Climate change and land-related conflict
Burkina Faso’s NDC 3.0 explicitly acknowledges that inequalities in access to land, weak enforcement of land laws, marginalisation of certain groups, and soil degradation are among the factors that heighten vulnerability to climate change. Crucially, it also recognises that climate shocks exacerbate tensions over land and natural resources, particularly in fragile and conflict-affected areas.
This framing marks a departure from more traditional NDCs that focus narrowly on emissions and adaptation measures. By situating land governance within the analysis of climate-related conflict and vulnerability, Burkina Faso’s NDC signals a more realistic understanding of how climate risks manifest on the ground.
Land governance as a foundation for climate resilience
A defining feature of Burkina Faso’s NDC 3.0 is its treatment of land governance as a prerequisite for climate resilience rather than a secondary concern. The NDC emphasises that effective climate action depends on the full and inclusive participation of local communities and the protection of their legitimate land rights.
This approach reflects a growing body of evidence: when communities have secure rights to land, they are more likely to invest in sustainable land management, support restoration efforts, and engage constructively in climate initiatives. Secure tenure also reduces disputes and strengthens trust between communities and institutions, both of which are essential for long-term resilience.
Moving beyond principles: tenure instruments and land data
Unlike many climate commitments that reference land only in abstract terms, Burkina Faso’s NDC 3.0 points to concrete tenure instruments, including Rural Land Possession Certificates (APFR) and Local Land Charters. These mechanisms are framed as tools to secure community land rights, prevent land-related conflicts, and enable climate-resilient investments in rural areas.
The NDC also highlights the importance of land data for climate action. Reliable land information systems are recognised as essential for targeting interventions, avoiding overlapping claims, and ensuring transparency and accountability in climate projects. This linkage between land governance and climate data is particularly relevant for the effective use of climate finance.
Building influence
The inclusion of land governance in Burkina Faso’s NDC 3.0 reflects sustained engagement by national actors, civil society, and land-focused platforms working at the intersection of land and climate policy. While not all proposals were fully incorporated, consistent advocacy and technical input helped shift the framing of land from a peripheral issue to a structural component of climate resilience.
This experience underscores a broader lesson for land and climate advocates: influencing NDCs is often an incremental process. Strategic engagement over time can yield meaningful gains in language, priorities, and inclusivity.
Why Burkina Faso's experience matters
Burkina Faso’s approach offers important lessons for other countries, particularly in Africa and fragile contexts:
- Climate action that ignores land governance risks being ineffective or conflict-inducing.
- Secure land tenure strengthens the sustainability and impact of climate investments.

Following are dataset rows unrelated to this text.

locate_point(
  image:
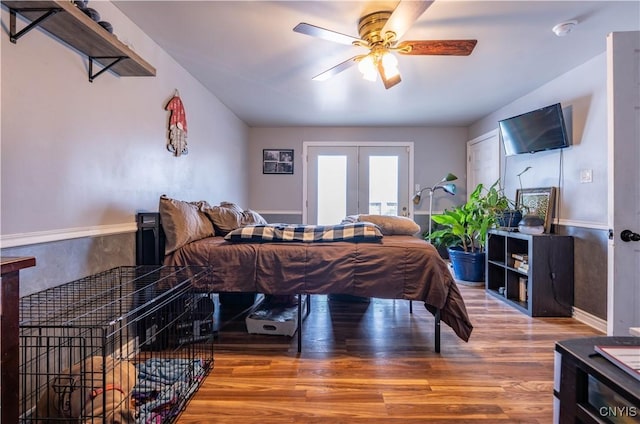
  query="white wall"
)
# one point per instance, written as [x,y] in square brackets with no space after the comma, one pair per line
[583,91]
[437,152]
[89,155]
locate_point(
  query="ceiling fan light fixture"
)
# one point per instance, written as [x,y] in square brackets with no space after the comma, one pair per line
[367,67]
[390,64]
[389,72]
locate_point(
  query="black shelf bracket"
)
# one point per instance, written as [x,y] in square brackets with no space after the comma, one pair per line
[115,59]
[13,35]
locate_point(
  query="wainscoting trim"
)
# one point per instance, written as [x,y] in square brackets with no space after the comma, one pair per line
[25,239]
[591,320]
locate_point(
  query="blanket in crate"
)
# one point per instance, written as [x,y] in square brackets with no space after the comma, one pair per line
[164,385]
[356,232]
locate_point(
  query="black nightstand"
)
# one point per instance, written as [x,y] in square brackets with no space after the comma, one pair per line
[590,389]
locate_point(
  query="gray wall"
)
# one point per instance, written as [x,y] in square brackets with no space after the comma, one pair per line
[582,209]
[79,159]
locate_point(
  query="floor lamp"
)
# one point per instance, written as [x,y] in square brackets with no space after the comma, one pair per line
[443,184]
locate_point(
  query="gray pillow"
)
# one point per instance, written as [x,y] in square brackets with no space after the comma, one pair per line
[392,225]
[183,222]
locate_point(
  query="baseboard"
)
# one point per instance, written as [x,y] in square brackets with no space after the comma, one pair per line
[591,320]
[25,239]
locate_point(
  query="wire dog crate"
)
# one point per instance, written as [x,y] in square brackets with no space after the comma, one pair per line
[128,345]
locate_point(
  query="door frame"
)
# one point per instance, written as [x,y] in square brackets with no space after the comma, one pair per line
[492,136]
[305,158]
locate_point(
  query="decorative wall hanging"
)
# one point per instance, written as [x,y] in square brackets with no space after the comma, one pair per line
[177,143]
[277,161]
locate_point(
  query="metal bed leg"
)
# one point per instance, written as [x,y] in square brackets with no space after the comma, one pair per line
[437,330]
[299,329]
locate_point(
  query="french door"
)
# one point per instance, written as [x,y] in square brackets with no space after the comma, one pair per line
[348,179]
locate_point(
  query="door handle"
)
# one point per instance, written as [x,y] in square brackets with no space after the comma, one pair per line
[628,235]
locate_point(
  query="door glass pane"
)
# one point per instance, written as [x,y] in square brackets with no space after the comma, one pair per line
[332,189]
[383,185]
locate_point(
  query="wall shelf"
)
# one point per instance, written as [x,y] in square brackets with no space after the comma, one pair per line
[65,21]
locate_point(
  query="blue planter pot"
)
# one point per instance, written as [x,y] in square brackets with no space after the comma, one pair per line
[467,266]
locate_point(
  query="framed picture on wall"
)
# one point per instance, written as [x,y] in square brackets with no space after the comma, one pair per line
[277,161]
[537,201]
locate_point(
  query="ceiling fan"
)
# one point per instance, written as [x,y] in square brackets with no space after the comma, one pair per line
[380,32]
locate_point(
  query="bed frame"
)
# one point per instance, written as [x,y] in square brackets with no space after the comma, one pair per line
[150,244]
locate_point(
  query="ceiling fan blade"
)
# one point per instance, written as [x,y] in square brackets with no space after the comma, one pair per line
[438,47]
[327,34]
[405,14]
[336,69]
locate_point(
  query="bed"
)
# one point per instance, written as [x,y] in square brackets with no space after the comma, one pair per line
[390,264]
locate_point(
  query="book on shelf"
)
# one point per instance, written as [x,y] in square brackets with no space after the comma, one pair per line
[518,264]
[522,289]
[520,257]
[626,358]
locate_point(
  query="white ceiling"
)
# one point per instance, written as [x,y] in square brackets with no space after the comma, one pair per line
[247,54]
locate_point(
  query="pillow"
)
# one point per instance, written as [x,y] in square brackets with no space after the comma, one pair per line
[183,222]
[392,225]
[229,216]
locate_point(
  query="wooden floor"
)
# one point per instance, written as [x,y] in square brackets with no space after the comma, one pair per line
[375,363]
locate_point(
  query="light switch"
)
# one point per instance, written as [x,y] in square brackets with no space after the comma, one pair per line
[586,175]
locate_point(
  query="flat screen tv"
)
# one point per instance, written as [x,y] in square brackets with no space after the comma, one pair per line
[541,129]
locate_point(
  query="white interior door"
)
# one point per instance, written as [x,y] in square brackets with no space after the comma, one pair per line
[346,180]
[623,91]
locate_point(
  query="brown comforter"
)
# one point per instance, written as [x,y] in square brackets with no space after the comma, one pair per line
[400,267]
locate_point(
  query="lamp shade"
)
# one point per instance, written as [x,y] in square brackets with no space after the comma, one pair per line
[449,188]
[531,224]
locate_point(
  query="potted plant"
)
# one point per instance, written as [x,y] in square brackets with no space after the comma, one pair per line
[465,228]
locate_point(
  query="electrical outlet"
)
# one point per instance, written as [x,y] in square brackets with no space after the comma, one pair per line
[586,175]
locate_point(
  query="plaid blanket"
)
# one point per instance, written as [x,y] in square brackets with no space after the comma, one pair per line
[353,232]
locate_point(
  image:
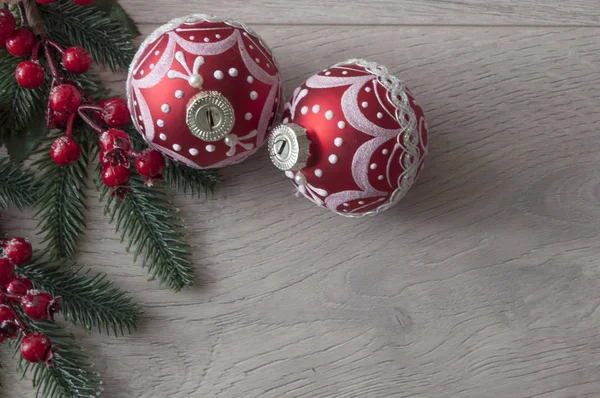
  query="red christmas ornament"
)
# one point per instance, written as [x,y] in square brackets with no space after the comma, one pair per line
[7,271]
[114,176]
[18,251]
[40,306]
[353,139]
[9,329]
[65,151]
[19,286]
[204,91]
[37,347]
[30,74]
[65,99]
[21,42]
[77,60]
[116,113]
[8,23]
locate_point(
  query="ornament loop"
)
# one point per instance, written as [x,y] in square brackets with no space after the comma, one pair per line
[210,116]
[289,147]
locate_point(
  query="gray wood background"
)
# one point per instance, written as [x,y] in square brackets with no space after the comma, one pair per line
[485,282]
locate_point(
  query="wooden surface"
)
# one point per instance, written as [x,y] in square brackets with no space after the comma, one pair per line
[485,282]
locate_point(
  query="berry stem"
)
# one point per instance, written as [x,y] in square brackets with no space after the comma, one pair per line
[55,45]
[17,316]
[51,62]
[70,124]
[88,120]
[23,14]
[36,51]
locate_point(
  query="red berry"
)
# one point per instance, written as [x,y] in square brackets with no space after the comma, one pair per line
[9,329]
[150,163]
[115,139]
[114,176]
[30,74]
[40,306]
[18,251]
[8,23]
[65,99]
[77,60]
[20,43]
[19,286]
[65,151]
[7,271]
[36,347]
[116,113]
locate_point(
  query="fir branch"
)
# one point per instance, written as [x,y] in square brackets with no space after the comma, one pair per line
[17,188]
[189,181]
[90,301]
[145,218]
[70,377]
[177,176]
[61,203]
[109,43]
[19,106]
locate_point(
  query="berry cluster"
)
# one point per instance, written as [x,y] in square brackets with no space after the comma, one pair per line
[16,291]
[68,100]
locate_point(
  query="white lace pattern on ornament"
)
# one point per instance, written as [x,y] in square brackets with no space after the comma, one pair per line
[407,137]
[162,69]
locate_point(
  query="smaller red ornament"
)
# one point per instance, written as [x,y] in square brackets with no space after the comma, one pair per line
[40,306]
[116,113]
[30,74]
[9,329]
[77,60]
[114,176]
[19,286]
[8,23]
[65,151]
[7,271]
[65,99]
[36,347]
[21,42]
[18,251]
[150,164]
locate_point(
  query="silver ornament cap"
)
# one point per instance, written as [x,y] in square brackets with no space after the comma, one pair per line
[289,147]
[210,116]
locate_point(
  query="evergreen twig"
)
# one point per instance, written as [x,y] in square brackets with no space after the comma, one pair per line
[146,219]
[71,376]
[90,301]
[109,42]
[17,187]
[61,203]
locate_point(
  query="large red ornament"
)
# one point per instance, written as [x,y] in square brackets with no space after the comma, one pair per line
[204,91]
[353,139]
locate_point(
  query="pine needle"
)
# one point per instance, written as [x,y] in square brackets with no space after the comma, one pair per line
[71,376]
[88,300]
[109,42]
[61,203]
[17,186]
[146,220]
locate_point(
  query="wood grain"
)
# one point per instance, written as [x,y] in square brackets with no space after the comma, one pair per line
[484,282]
[377,12]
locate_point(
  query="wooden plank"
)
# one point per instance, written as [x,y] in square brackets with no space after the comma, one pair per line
[389,12]
[483,283]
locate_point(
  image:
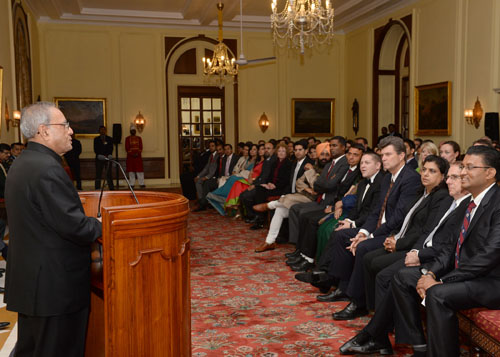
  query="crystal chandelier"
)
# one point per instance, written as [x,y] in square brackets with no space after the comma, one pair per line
[220,66]
[302,23]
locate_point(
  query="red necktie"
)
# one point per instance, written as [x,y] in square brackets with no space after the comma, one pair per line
[463,231]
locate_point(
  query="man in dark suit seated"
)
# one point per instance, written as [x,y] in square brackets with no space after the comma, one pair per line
[277,184]
[410,154]
[48,267]
[373,338]
[398,191]
[308,223]
[464,275]
[326,186]
[247,197]
[206,180]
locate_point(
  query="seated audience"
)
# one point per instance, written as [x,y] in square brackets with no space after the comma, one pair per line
[303,193]
[465,274]
[240,186]
[242,170]
[373,338]
[277,183]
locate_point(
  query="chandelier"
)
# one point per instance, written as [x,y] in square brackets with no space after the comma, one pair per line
[220,66]
[302,23]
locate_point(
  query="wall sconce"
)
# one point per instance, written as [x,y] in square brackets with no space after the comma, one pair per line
[474,116]
[15,121]
[263,122]
[139,122]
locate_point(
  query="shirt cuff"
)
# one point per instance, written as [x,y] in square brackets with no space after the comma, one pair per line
[365,232]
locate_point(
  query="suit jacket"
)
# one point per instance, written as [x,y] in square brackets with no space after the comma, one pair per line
[479,254]
[307,160]
[103,148]
[48,272]
[422,220]
[413,163]
[328,184]
[403,192]
[445,233]
[234,160]
[211,167]
[351,179]
[282,180]
[364,207]
[266,170]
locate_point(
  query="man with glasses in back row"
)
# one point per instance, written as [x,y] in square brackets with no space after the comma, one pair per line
[48,267]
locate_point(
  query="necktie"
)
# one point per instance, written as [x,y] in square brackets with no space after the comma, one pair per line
[406,222]
[463,231]
[428,240]
[382,210]
[330,169]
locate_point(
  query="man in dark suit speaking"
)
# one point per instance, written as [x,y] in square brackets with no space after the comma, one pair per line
[48,271]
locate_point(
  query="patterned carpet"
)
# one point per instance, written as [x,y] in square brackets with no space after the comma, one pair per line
[249,304]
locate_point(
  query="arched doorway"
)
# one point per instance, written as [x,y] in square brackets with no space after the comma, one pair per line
[391,77]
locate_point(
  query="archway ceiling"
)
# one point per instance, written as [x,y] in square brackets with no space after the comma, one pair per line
[350,14]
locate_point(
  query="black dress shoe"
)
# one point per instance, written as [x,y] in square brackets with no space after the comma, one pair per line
[372,347]
[295,261]
[304,265]
[350,312]
[358,340]
[295,253]
[335,295]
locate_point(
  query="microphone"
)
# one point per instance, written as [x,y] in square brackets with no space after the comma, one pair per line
[110,160]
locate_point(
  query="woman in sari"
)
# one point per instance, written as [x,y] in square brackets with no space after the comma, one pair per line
[241,185]
[241,170]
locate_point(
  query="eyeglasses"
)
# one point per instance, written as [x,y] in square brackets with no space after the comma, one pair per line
[472,167]
[66,124]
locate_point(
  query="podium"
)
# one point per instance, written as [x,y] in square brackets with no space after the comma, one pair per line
[140,300]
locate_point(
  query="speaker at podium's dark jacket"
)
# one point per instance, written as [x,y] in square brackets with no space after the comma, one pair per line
[48,269]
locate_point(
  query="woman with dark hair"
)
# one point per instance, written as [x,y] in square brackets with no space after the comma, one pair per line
[242,169]
[450,151]
[233,198]
[420,220]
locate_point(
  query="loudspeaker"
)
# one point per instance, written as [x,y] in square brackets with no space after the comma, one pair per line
[117,134]
[491,128]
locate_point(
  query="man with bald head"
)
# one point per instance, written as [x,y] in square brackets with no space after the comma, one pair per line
[48,270]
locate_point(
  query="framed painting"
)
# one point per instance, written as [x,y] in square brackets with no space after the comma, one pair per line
[85,115]
[433,109]
[313,117]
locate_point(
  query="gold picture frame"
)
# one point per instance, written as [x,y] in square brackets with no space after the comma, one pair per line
[85,115]
[433,109]
[313,116]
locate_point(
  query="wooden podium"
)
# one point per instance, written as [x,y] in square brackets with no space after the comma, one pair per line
[140,303]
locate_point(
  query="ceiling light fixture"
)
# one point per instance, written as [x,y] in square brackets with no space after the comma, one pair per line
[220,66]
[302,23]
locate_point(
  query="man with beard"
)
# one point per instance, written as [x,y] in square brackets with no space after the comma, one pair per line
[305,193]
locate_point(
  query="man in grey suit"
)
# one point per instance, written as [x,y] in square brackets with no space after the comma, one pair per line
[206,180]
[326,187]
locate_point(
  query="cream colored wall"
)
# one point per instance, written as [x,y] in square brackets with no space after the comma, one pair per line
[126,65]
[452,40]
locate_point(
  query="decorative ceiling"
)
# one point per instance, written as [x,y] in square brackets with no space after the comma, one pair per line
[349,14]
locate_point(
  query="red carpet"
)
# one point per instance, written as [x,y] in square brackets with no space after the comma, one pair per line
[249,304]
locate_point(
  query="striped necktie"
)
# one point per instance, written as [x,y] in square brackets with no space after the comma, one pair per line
[463,231]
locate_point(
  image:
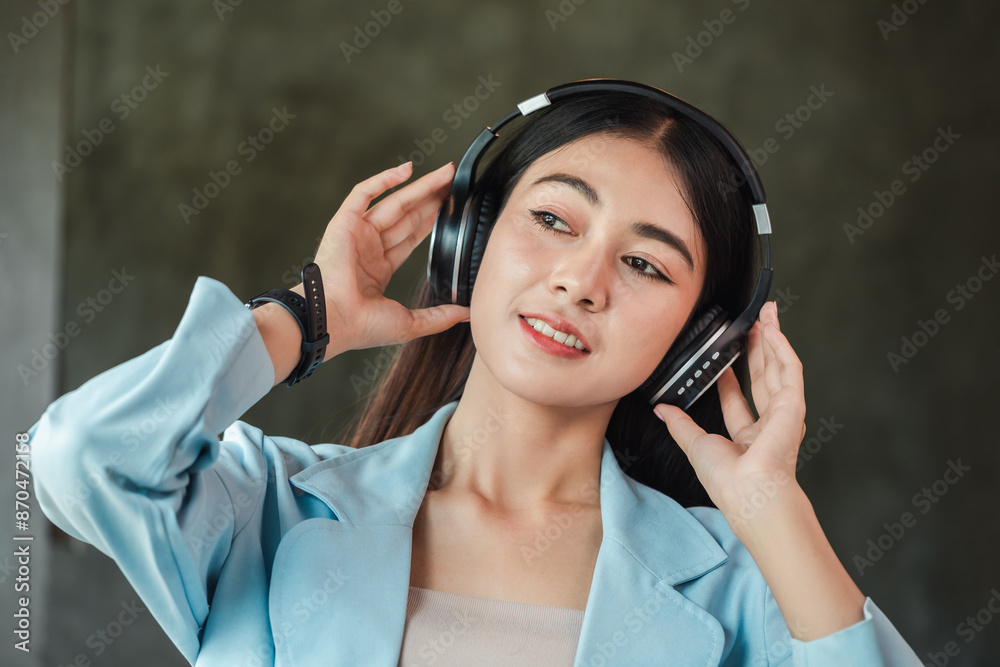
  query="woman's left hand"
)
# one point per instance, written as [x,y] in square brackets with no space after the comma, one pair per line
[743,474]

- Integrating land governance into NDCs enhances policy coherence between climate, development, and peacebuilding agendas.
As countries move from NDC commitments to implementation and prepare future revisions, Burkina Faso’s NDC 3.0 provides a practical reference for embedding land governance at the heart of climate policy.
A call for greater visibility and replication
Ensuring visibility of how Burkina Faso has integrated the land in their climate commitments is not merely a communication exercise. It is a strategic opportunity to influence how climate action is designed and implemented across the region. By sharing and learning from this experience, policymakers and practitioners can advance climate solutions that are not only environmentally sound, but also socially inclusive and conflict-sensitive.
In a region where land, climate, and peace are inseparable, Burkina Faso’s NDC 3.0 reminds us that resilient climate futures begin with secure and inclusive land governance.